José Luis Gómez – A vueltas con España – La nueva política vasca


MADRID, 4 (OTR/PRESS)

La novena legislatura del Parlamento de Vitoria, presidido ahora por la popular Arantza Quiroga, está avivando la confrontación política entre nacionalistas y no nacionalistas en Euskadi, sin que el pacto entre populares y socialistas en el País Vasco lleve aparejada una mayor sintonía entre el PP y el PSOE en el resto de España. Al contrario, la tensión entre la gente de Zapatero y de Rajoy es máxima, sobre todo una vez que los populares han visto a tiro la recuperación del poder, dado el desgaste que sufre el PSOE con la crisis y, particularmente, con su expresión más dramática: el paro. Una prueba de que PP y PSOE están dispuestos a jugar incluso con las cosas de comer es el papel de la Oposición en la crisis de Caja Castilla La Mancha, donde la marcha de los consejeros del PP dio paso a buzoneos y «sms» que derivaron en masivas salidas de dinero de la ya entonces tocada caja manchega.

Pero más allá de estas batallas ya habituales entre socialistas y populares, que a veces también se mezclan con actuaciones judiciales, insultos y descalificaciones personales -todavía está vivo el recuerdo de la sucia campaña electoral en Galicia-, PP y PSOE han dado un paso en Euskadi que, al no tener correspondencia en el resto de España, sino más bien todo lo contrario, viene a darles argumentos a quienes pregonan que el País Vasco no es exactamente España. De algún modo, ellos mismos asumen esa posición de máximos al ensayar allí lo que se niegan a hacer en el conjunto del Estado o en alguna otra comunidad autónoma.
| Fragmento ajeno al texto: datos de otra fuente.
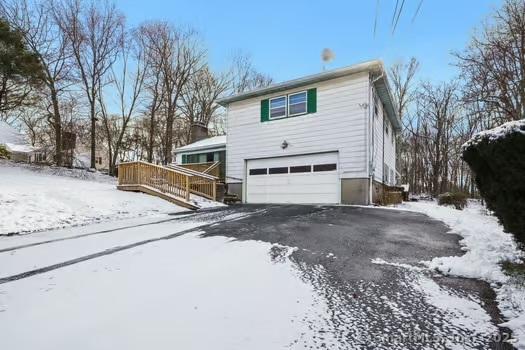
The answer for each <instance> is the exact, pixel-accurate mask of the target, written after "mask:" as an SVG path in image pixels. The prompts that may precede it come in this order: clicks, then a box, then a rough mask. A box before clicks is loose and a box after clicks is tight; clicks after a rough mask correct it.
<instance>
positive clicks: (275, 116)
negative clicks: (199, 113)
mask: <svg viewBox="0 0 525 350" xmlns="http://www.w3.org/2000/svg"><path fill="white" fill-rule="evenodd" d="M219 103H220V104H221V105H223V106H225V107H227V123H226V124H227V129H226V134H227V143H226V183H227V184H228V189H229V192H230V193H235V194H237V195H238V196H239V197H240V198H242V201H243V202H246V203H347V204H370V203H372V202H373V201H375V200H376V199H377V198H378V196H379V195H380V194H381V193H382V191H383V189H384V186H383V184H386V185H394V184H395V182H396V180H395V178H396V164H395V154H396V151H395V150H396V140H395V136H396V134H397V133H398V132H399V131H400V129H401V123H400V120H399V117H398V116H397V115H396V108H395V107H394V102H393V99H392V96H391V93H390V90H389V86H388V82H387V74H386V72H385V69H384V66H383V63H382V62H381V61H378V60H374V61H369V62H365V63H361V64H357V65H354V66H350V67H346V68H341V69H337V70H332V71H326V72H322V73H319V74H315V75H311V76H307V77H304V78H300V79H295V80H291V81H287V82H284V83H279V84H275V85H272V86H269V87H266V88H261V89H257V90H254V91H250V92H246V93H241V94H238V95H234V96H231V97H227V98H223V99H221V100H219Z"/></svg>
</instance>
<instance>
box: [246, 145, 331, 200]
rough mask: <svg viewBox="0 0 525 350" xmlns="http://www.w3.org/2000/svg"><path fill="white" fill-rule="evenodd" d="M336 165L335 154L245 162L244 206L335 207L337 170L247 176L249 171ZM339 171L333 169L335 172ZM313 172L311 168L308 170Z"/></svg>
mask: <svg viewBox="0 0 525 350" xmlns="http://www.w3.org/2000/svg"><path fill="white" fill-rule="evenodd" d="M319 164H337V153H335V152H334V153H323V154H316V155H300V156H292V157H279V158H268V159H260V160H250V161H248V162H247V167H248V172H247V173H248V175H247V181H246V200H247V202H248V203H339V174H338V170H331V171H319V172H312V171H310V172H299V173H286V174H269V173H266V174H265V175H249V174H250V169H270V168H279V167H287V168H288V169H289V167H290V166H313V165H319ZM338 168H339V167H338V166H336V169H338ZM312 169H313V167H312Z"/></svg>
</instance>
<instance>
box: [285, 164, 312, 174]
mask: <svg viewBox="0 0 525 350" xmlns="http://www.w3.org/2000/svg"><path fill="white" fill-rule="evenodd" d="M311 171H312V166H311V165H298V166H291V167H290V173H309V172H311Z"/></svg>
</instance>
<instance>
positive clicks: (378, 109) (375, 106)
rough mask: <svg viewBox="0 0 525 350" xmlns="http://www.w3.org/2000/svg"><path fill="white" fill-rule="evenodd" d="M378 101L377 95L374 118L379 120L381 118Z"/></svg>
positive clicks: (376, 96) (374, 99)
mask: <svg viewBox="0 0 525 350" xmlns="http://www.w3.org/2000/svg"><path fill="white" fill-rule="evenodd" d="M378 103H379V102H378V99H377V95H375V94H374V116H375V117H376V118H377V117H379V106H378Z"/></svg>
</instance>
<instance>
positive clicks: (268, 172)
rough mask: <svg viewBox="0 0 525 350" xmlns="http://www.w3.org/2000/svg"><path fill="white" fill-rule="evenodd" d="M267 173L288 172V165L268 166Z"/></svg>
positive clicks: (278, 172) (270, 173)
mask: <svg viewBox="0 0 525 350" xmlns="http://www.w3.org/2000/svg"><path fill="white" fill-rule="evenodd" d="M268 173H269V174H288V167H278V168H270V169H269V171H268Z"/></svg>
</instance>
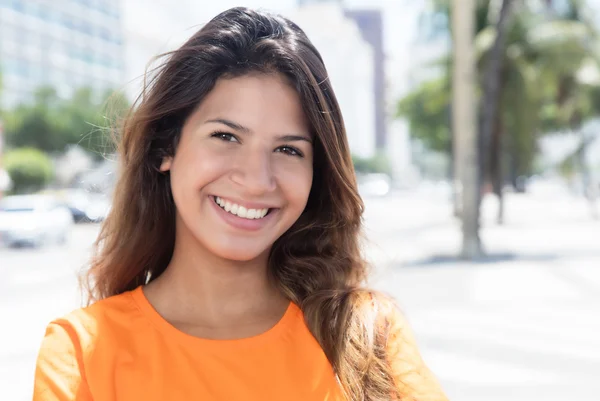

Puede parecer un juego de palabras y de pactos pero, en el fondo, lo sucedido en Euskadi no solo debe hacer reflexionar a los nacionalistas vascos, empeñados, por cierto, en trasladar el mensaje de que la aritmética ha unido a dos partidos que se apuñalan en España y acabarán apuñalándose en el País Vasco. El objetivo que Jaime Mayor Oreja no pudo lograr en el 2001, convirtiendo al socialista Nicolás Redondo Terreros en su escudero del españolismo, lo ha hecho posible el socialista Patxi López, desde una posición que recuperó la línea vasquista del PSE y que ahora corre el riesgo de diluirse en brazos del PP de Antonio Basagoiti, que es quien le dará oxígeno para poder gobernar.

Lo que en España sería una gran coalición, en el País Vasco se queda más bien en un apaño de consecuencias imprevisibles, por mucho que Patxi López se empeñe en hacerle ver al PNV que sus pactos con el PP no le impedirán entenderse con quienes se irán a casa, a pesar de ser la primera fuerza política de Euskadi. Su objetivo declarado es dar cauce a políticas de consenso que trasciendan la disputa entre nacionalistas y no nacionalistas, lo cual sería muy positivo para el País Vasco, pero todo parece indicar que el horno del PNV no está para ese tipo de bollos, mientras el PP está calentando el suyo por si le cae la Diputación alavesa, fruto de una moción de censura al gobierno provincial del PNV.

Esa operación del PP aún no está en la agenda socialista pero podría estarlo si el PNV se porta mal. En realidad, es una de las bazas del PSE para que los nacionalistas acepten su desalojo del poder, a riesgo de ser aún más castigados si levantan la voz o pretenden obstaculizar el Gobierno vasco desde las diputaciones, cuyos poderes en Euskadi están a años luz de los que tienen en las otras provincias españolas.